We make use of the shiny and shinyMobile R packages to build a progressive web app15 (PWA) that allows a user to gather, analyze and visualize the data introduced in the Data section using the models and methods studied in the Forecasting Methods section. To run this application locally, one must first install the simulr package (C. Sepulveda 2021) and then run the app:

remotes::install_gitlab("cacsfre/simulr")
simulr::run_simulr()

4.5 Reactivity

R is a powerful data-centred programming language offering a mathematically intuitive interactive environment which makes data analysis a joyful experience. The shiny package offers an intuitive framework for developing web applications using the R programming language. A shiny application seamlessly connect user interface (UI) input to the back end running R. This makes it straightforward to create a UI to allow users of our code to interact with it without requiring any programming.

This relationship between the input received from the browser (the client) and the output produced by the server is summarized in Figure 4.6 shiny handles all the required css/html/javascript16 to create a communication channel between the browser and the server through R.

Shiny offers a reactive programming model which makes it easy to make use of an R function whenever the input object changes. The logic behind each element rendered in the UI is summarized using shiny modules. For instance, the code below17 creates a plotly map (the UI element) whenever input$update_map changes, i.e., it’s clicked.

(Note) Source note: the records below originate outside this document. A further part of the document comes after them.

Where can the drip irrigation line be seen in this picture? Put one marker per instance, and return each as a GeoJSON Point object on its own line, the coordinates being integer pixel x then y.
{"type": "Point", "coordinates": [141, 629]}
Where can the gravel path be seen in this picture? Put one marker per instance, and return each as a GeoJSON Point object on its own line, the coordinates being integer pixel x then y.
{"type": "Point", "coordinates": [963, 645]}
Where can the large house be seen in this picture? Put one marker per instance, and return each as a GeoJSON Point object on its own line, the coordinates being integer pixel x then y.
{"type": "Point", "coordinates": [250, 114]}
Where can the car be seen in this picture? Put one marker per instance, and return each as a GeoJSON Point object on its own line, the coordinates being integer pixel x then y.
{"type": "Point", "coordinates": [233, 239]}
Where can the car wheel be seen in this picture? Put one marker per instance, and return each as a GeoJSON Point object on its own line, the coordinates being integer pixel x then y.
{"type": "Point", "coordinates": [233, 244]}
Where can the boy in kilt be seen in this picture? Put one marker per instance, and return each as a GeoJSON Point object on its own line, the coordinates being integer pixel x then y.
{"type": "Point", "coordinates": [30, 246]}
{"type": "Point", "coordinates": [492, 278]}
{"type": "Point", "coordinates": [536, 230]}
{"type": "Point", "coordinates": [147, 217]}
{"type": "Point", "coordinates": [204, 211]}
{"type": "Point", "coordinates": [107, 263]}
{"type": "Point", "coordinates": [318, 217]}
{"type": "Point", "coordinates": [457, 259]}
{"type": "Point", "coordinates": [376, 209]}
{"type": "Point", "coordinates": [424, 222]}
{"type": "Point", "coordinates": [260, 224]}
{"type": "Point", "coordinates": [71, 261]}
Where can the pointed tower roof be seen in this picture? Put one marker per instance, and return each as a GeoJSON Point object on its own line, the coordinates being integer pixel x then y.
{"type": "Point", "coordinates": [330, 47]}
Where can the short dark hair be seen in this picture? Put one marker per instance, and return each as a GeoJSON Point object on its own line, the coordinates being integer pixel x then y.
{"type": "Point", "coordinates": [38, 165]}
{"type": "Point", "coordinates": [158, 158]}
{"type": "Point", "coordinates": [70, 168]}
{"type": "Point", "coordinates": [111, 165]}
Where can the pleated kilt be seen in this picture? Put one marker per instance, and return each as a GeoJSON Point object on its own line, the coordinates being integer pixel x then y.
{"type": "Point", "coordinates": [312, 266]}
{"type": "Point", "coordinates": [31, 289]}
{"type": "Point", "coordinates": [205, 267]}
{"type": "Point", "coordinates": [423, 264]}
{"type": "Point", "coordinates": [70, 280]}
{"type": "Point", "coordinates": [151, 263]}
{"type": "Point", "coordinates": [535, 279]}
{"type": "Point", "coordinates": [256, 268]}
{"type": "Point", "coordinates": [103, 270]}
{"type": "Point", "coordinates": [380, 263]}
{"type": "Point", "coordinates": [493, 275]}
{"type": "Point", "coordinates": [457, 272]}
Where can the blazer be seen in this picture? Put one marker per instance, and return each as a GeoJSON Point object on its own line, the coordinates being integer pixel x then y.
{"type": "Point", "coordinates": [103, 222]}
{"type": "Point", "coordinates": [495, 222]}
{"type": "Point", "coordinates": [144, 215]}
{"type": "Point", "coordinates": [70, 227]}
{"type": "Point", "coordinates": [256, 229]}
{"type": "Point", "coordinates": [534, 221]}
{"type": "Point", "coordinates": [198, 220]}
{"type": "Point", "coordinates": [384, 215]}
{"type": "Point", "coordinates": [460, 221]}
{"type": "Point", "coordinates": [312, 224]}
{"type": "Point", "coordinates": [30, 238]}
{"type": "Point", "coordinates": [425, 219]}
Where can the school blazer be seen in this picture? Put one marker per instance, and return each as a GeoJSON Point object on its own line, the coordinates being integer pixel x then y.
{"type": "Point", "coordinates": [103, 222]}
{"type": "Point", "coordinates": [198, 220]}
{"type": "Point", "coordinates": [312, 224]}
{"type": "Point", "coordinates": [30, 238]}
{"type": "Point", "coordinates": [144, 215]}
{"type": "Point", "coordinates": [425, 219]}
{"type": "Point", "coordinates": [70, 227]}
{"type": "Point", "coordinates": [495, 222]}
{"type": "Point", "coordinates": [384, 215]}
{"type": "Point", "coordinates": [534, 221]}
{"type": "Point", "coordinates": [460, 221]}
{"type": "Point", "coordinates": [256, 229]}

map_cardUI <- function(id) {
  uiOutput(NS(id, "map_card"))
}

map_cardServer <- function(id) {
  moduleServer(id, function(input, output, session) {
    values <- shiny::reactiveValues(map_data = NULL)
    output$map_plot <- plotly::renderPlotly(get_map(values$map_data))
    observeEvent(input$update_map, {values$map_data <- get_map_data()})

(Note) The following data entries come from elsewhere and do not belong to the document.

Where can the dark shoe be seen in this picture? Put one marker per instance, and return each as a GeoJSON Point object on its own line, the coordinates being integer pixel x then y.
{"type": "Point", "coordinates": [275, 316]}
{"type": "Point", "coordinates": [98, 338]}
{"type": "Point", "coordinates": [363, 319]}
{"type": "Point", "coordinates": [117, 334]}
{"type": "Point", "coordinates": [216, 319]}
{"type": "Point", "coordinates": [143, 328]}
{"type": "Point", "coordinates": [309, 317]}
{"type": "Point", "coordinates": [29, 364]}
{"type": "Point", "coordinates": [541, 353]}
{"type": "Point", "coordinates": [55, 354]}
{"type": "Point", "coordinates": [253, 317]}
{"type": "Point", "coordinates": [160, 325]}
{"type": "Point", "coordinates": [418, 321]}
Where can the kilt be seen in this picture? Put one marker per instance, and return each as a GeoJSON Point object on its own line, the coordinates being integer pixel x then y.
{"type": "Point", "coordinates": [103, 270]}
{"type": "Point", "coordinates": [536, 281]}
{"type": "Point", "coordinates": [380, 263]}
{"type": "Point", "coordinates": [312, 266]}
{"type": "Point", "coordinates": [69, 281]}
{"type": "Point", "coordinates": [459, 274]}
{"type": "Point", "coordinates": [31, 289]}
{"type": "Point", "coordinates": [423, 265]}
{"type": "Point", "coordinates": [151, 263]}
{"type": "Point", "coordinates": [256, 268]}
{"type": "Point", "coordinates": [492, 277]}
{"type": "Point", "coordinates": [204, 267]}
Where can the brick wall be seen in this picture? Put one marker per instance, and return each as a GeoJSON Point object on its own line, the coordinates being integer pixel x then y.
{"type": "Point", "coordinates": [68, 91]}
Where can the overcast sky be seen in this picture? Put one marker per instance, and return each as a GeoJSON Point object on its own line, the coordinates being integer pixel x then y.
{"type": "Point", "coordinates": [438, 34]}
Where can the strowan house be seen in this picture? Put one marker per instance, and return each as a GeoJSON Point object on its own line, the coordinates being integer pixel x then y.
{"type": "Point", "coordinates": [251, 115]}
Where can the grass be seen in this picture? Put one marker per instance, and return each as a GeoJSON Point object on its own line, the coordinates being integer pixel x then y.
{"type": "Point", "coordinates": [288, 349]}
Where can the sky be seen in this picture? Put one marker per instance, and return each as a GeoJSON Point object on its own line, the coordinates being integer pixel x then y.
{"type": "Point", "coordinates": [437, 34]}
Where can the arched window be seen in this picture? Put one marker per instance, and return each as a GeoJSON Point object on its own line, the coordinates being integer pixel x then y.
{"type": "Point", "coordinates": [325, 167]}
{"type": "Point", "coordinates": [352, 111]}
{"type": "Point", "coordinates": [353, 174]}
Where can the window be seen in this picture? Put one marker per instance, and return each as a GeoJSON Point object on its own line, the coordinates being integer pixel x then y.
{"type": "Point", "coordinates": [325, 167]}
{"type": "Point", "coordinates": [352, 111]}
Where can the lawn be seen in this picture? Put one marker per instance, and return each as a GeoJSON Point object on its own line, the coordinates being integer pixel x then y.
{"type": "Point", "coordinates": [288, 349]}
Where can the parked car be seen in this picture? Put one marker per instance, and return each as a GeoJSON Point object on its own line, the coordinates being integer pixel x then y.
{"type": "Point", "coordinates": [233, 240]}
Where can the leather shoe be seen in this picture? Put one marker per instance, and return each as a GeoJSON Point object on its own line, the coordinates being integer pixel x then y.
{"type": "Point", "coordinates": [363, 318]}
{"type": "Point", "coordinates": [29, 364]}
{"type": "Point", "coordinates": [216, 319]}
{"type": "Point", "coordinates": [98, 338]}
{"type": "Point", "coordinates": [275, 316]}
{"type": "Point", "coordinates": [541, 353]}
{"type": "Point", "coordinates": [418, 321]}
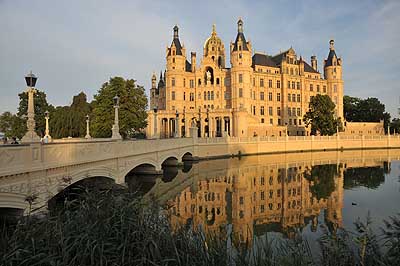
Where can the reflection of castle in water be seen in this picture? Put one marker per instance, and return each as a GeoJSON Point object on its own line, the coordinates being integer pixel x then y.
{"type": "Point", "coordinates": [256, 199]}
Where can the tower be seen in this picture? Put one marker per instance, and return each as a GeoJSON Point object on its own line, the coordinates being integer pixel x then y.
{"type": "Point", "coordinates": [153, 100]}
{"type": "Point", "coordinates": [333, 75]}
{"type": "Point", "coordinates": [214, 48]}
{"type": "Point", "coordinates": [176, 65]}
{"type": "Point", "coordinates": [241, 76]}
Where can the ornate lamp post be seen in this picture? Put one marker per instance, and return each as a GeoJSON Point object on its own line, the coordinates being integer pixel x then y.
{"type": "Point", "coordinates": [47, 131]}
{"type": "Point", "coordinates": [176, 124]}
{"type": "Point", "coordinates": [87, 127]}
{"type": "Point", "coordinates": [115, 128]}
{"type": "Point", "coordinates": [30, 135]}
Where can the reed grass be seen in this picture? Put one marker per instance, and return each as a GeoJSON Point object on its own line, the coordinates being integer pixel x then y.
{"type": "Point", "coordinates": [107, 228]}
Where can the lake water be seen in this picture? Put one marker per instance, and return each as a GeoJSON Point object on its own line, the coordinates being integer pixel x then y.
{"type": "Point", "coordinates": [278, 195]}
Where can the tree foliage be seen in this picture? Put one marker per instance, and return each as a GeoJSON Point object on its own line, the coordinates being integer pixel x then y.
{"type": "Point", "coordinates": [132, 112]}
{"type": "Point", "coordinates": [70, 121]}
{"type": "Point", "coordinates": [12, 125]}
{"type": "Point", "coordinates": [321, 116]}
{"type": "Point", "coordinates": [365, 110]}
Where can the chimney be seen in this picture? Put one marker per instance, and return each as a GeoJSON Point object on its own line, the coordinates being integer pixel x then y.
{"type": "Point", "coordinates": [193, 61]}
{"type": "Point", "coordinates": [314, 62]}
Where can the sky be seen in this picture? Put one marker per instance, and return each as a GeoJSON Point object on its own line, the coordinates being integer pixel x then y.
{"type": "Point", "coordinates": [77, 45]}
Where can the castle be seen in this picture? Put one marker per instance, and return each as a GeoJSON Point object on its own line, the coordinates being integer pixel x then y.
{"type": "Point", "coordinates": [259, 95]}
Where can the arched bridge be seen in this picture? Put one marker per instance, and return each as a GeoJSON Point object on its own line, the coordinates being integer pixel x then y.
{"type": "Point", "coordinates": [53, 167]}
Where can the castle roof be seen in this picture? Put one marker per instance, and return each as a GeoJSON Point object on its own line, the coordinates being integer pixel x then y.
{"type": "Point", "coordinates": [331, 55]}
{"type": "Point", "coordinates": [240, 36]}
{"type": "Point", "coordinates": [262, 60]}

    output$map_card <- renderUI({
      shinyMobile::f7Card(
        title = shiny::actionButton("update_map"),
        plotly::plotlyOutput("map_plot")
      )
    })
  })
}

Figure 4.6: Relationship between user input, server output and reactive values.

In the example above, the server recreates the output$map_plot session object whenever the user clicks on input$update_map. This relationship is due to the observeEvent(input$update_map, {values$map_data <- get_map_data()}) expression, which invalidates the reactive relationship between values$map_data and output$map_plot whenever input$update_map is clicked by the user.

4.6 Deployment

Deploying a shiny application can be pretty simple using the https://www.shinyapps.io/ service by RStudio. This works fine for demos consuming limited resources. However, it requires an upgrade once we need to handle multiple users or greater computing resources. The two typical approaches to scale a shiny app in an enterprise context are Shiny Server and ShinyProxy, where shinyproxy18 tries to fill the gaps of the open-source version of shiny-server relying exclusively on the open-source shiny package. Another advantage of ShinyProxy is its use of docker, offering each user its own independent shiny app environment and R process. This isolation obtained through docker containers is important both for security and performance reasons. This architecture is outlined in Figure 4.7.

Figure 4.7: Outline of the shinyproxy architecture.

Compared to the open-source version of shiny-server in Figure 4.8.

Figure 4.8: Outline of the open-source shiny-server architecture.